No airport within 50,000 meters: 8


Of note, the maximum radius for the Google Places API is 50,000 meters, or approximately 31 miles. There are eight National Parks with no airport within 31 miles. For all others, the distance in miles to the nearest airport is now added to the dataframe.

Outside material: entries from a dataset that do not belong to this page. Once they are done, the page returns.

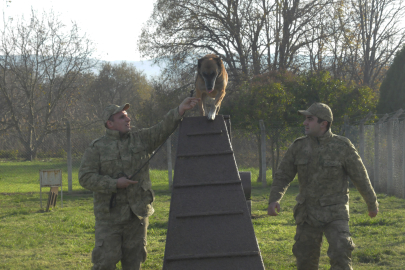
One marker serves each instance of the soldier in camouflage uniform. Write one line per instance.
(122, 206)
(323, 162)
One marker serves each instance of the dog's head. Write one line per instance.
(209, 68)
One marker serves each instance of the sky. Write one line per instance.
(114, 26)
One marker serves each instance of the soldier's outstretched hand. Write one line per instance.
(124, 182)
(188, 104)
(271, 211)
(373, 213)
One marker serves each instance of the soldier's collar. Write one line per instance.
(325, 136)
(328, 134)
(114, 134)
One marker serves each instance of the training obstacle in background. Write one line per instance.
(210, 224)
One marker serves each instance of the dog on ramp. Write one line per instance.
(210, 84)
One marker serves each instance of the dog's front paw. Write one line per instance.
(211, 115)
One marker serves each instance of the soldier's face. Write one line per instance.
(121, 122)
(312, 127)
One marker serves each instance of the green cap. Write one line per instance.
(113, 109)
(319, 110)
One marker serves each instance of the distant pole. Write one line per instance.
(69, 155)
(169, 161)
(263, 151)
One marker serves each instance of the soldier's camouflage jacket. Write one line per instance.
(323, 164)
(109, 157)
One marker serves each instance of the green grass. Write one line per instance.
(64, 237)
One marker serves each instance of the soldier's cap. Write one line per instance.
(319, 110)
(113, 109)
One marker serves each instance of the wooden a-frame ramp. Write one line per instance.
(210, 226)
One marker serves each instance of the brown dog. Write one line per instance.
(210, 84)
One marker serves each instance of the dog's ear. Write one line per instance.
(219, 61)
(200, 62)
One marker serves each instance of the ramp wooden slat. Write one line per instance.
(209, 222)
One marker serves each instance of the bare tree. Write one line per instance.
(41, 67)
(379, 36)
(252, 36)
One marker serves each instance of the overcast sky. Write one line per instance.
(113, 25)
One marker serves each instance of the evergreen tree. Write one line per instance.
(392, 89)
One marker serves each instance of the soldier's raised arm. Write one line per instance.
(157, 134)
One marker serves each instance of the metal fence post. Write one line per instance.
(169, 161)
(69, 155)
(263, 151)
(362, 135)
(377, 135)
(390, 160)
(403, 159)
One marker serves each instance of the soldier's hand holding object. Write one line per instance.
(124, 182)
(271, 211)
(372, 213)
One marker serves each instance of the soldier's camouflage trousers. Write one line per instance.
(125, 242)
(308, 242)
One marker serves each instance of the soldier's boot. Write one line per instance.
(307, 247)
(340, 245)
(105, 255)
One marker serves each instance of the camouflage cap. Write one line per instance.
(319, 110)
(113, 109)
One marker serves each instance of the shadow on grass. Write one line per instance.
(158, 225)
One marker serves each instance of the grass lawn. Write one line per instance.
(64, 237)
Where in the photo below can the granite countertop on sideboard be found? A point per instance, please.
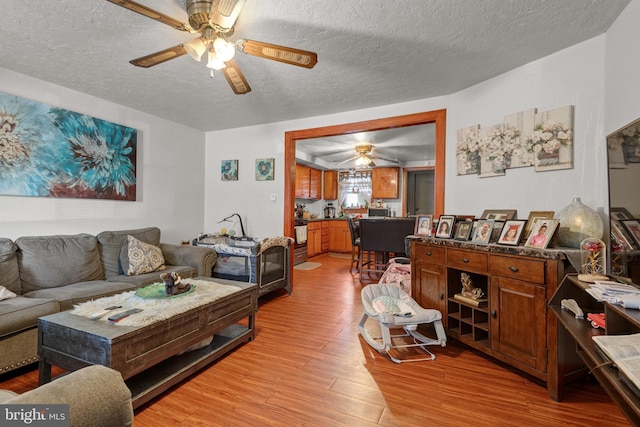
(549, 253)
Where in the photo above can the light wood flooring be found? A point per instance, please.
(309, 367)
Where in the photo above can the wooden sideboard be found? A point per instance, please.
(512, 327)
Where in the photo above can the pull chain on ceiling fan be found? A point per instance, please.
(215, 20)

## Number of Accommodations ## 

We will utilize the Google Places API once more to determine the number of 'lodging' category locations there are within the maximum radius (50,000 meters) of each park. Instead of establishing the distance to nearest lodging, I will store the number of accoommdations found within the radius to explore how many options are available. 

In [43]:
# Function to find the number of lodging accommodations within a given radius
def find_lodging_count(lat, lon, radius=50000):
    # Search for lodging within a given radius (50 km in this case)
    places_result = gmaps.places_nearby(location=(lat, lon), radius=radius, type='lodging')
    
    # Return the number of lodging establishments found
    if places_result['results']:
        return len(places_result['results'])
    else:
        return 0  # Return 0 if no lodging is found within the radius

In [47]:
# Loop through each park and calculate the number of lodging establishments within the radius
for index, row in df.iterrows():
    lat = row['Latitude']  # Adjust to the actual column name for Latitude
    lon = row['Longitude']  # Adjust to the actual column name for Longitude
    
    # Calculate the number of lodging accommodations
    lodging_count = find_lodging_count(lat, lon)
    
    # Add the lodging count to the DataFrame
    df.at[index, 'Number of Lodging Accommodations (within 31 miles)'] = lodging_count


In [45]:
df.head()

Unnamed: 0,Park Name,5 Year Visitation Total,Latitude,Longitude,Distance to Highway (miles),Distance to Nearest Airport (miles),Number of Lodging Accommodations (within 31 miles)
0,Denali National Park,1811807,63.231662,-151.040555,70.403985,21.520031,6.0
1,Gates of the Arctic National Park,41254,67.750841,-153.247456,88.336116,,0.0
2,Glacier Bay National Park,2017020,58.814175,-136.872094,90.15859,,0.0
3,Katmai National Park,228113,58.504984,-155.089623,66.318978,,3.0
4,Kenai Fjords National Park,1661733,59.868563,-150.025771,90.980396,27.854519,20.0


In [49]:
# Convert the lodging count column to integers
df['Number of Lodging Accommodations (within 31 miles)'] = df['Number of Lodging Accommodations (within 31 miles)'].astype(int)
df.head()

Unnamed: 0,Park Name,5 Year Visitation Total,Latitude,Longitude,Distance to Highway (miles),Distance to Nearest Airport (miles),Number of Lodging Accommodations (within 31 miles)
0,Denali National Park,1811807,63.231662,-151.040555,70.403985,21.520031,6
1,Gates of the Arctic National Park,41254,67.750841,-153.247456,88.336116,,0
2,Glacier Bay National Park,2017020,58.814175,-136.872094,90.15859,,0
3,Katmai National Park,228113,58.504984,-155.089623,66.318978,,3
4,Kenai Fjords National Park,1661733,59.868563,-150.025771,90.980396,27.854519,20


In [50]:
# Export the DataFrame to a CSV file
df.to_csv('/Users/amyaragon/Desktop/NPS Data/park_visitation_data.csv', index=False)

The complete, clean dataset can now be exported and used for analysis.